Very low protein diet — Good for health?
What are the consequences to having a diet too low in protein?
Beans, seafood, poultry, meat, and eggs: these are just a few foods that provide dietary protein. Protein is a macromolecule made up of nitrogen and a varying number of amino acids that helps human bodies carry out a number of essential functions, including digestion, metabolic processes, nutrient absorption, and the concentration of blood glucose. Unless medically indicated, a low-protein pattern of eating may cause a number of health problems — such as malnourishment, stunted growth, and cardiovascular issues — and therefore isn’t recommended.
Although some proteins occur naturally in the body, people require additional protein from foods they eat to function appropriately. When eating, protein from food sources are broken down into amino acids in your gastrointestinal (GI) tract. GI functioning relies on the energy, carbon, and nitrogen produced from this breakdown. The amino acids that aren’t being utilized in the GI tract move through the body’s portal vein and contribute to other key metabolic processes.
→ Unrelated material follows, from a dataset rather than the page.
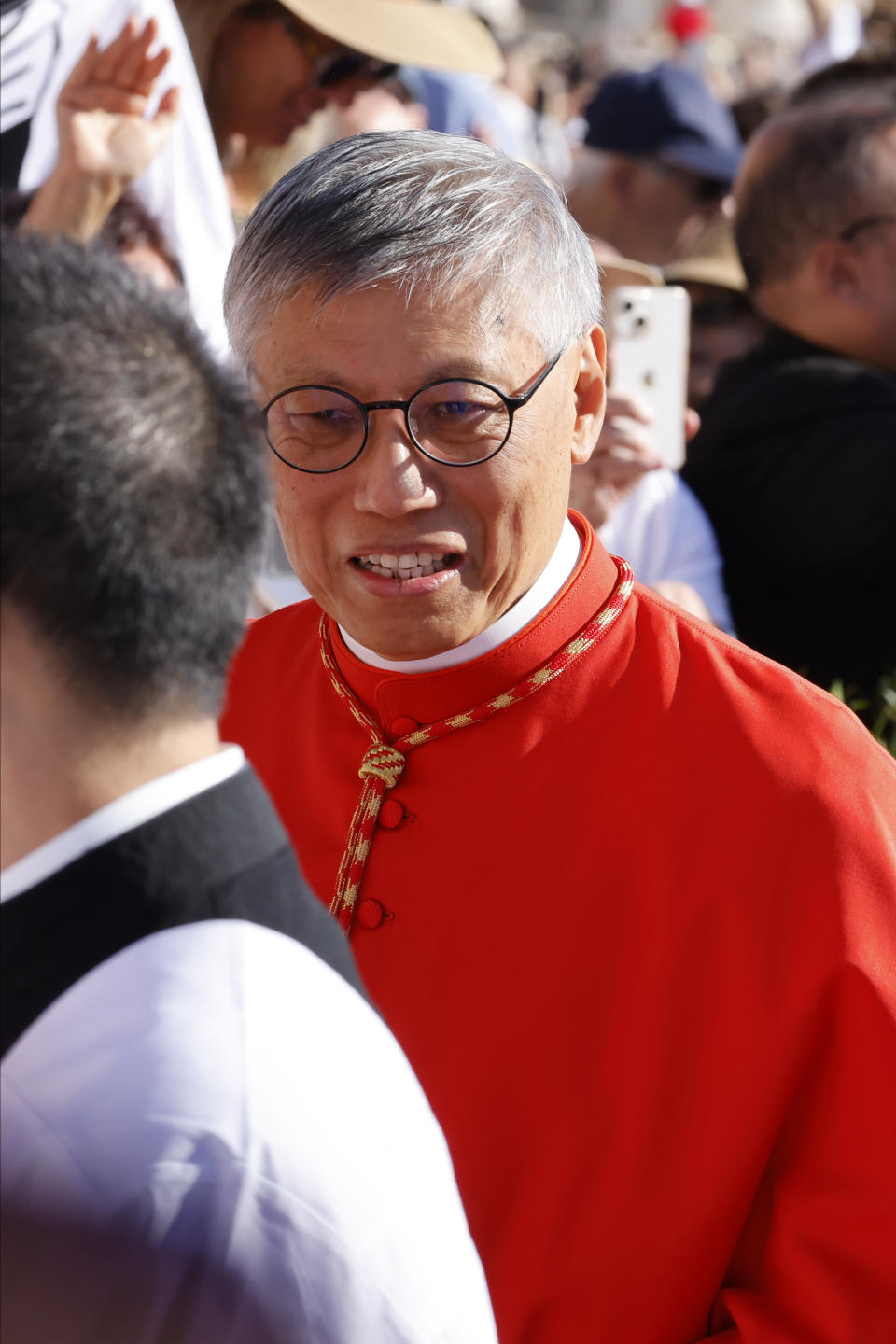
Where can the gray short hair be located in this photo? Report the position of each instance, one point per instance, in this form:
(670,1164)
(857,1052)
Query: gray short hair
(427,213)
It’s good to know that dietary proteins are also used to breakdown other essential nutrients in the small intestine (such as vitamin A and iron), and in making sure those nutrients and other molecules are then absorbed in the bloodstream.
Given dietary proteins’ role in many physiological processes, a low-protein pattern of eating may lead to a number of health problems. Since protein contributes to nutrient absorption, the body may not be receiving other necessary vitamins and minerals if the foods consumed are insufficient in protein. Without consuming protein-rich foods, other nutrients found in these foods, such as niacin, thiamin, riboflavin, B12, B6, iron, zinc, and calcium, among others may also be deficient (depending on what foods are missing from your pattern of eating). The effects of prolonged low-protein patterns of eating may eventually manifest into impaired immune function and irregularities in other bodily functions. For example, individuals with a protein-deficient pattern of eating may become undernourished and physically weak. They're also at a higher risk of contracting an infectious disease, developing cardiovascular issues such as hypertension or heart failure, anemia, insomnia, stunted growth and impaired cognitive development in young people.
In the US, it’s rare to find protein deficiencies among the general population and, oftentimes, people struggle more with excess of protein rather than deficiency. Although cutting down on protein is typically not recommended, health care providers may endorse a low-protein diet for people dealing with kidney or intestinal dysfunction in an effort to avoid putting strain on the kidneys and GI tract. Dietary protein can be obtained from animal and plant sources. Protein recommendations vary depending on lean body mass, though experts recommend eating 0.8 grams of protein for every 1 kilogram of body weight each day. Note that this is the recommended amount if minimally active. That being said, since amino acids help with muscle processes and act as fuel during intense aerobic exercise, consider increasing the amount of daily dietary protein when being physically active.
Proteins are an integral and necessary part of physiological functioning, so kudos to you for reflecting on its impacts on your health. If you have special dietary needs and any concerns regarding your dietary protein intake, consider speaking with a registered dietitian or health care provider.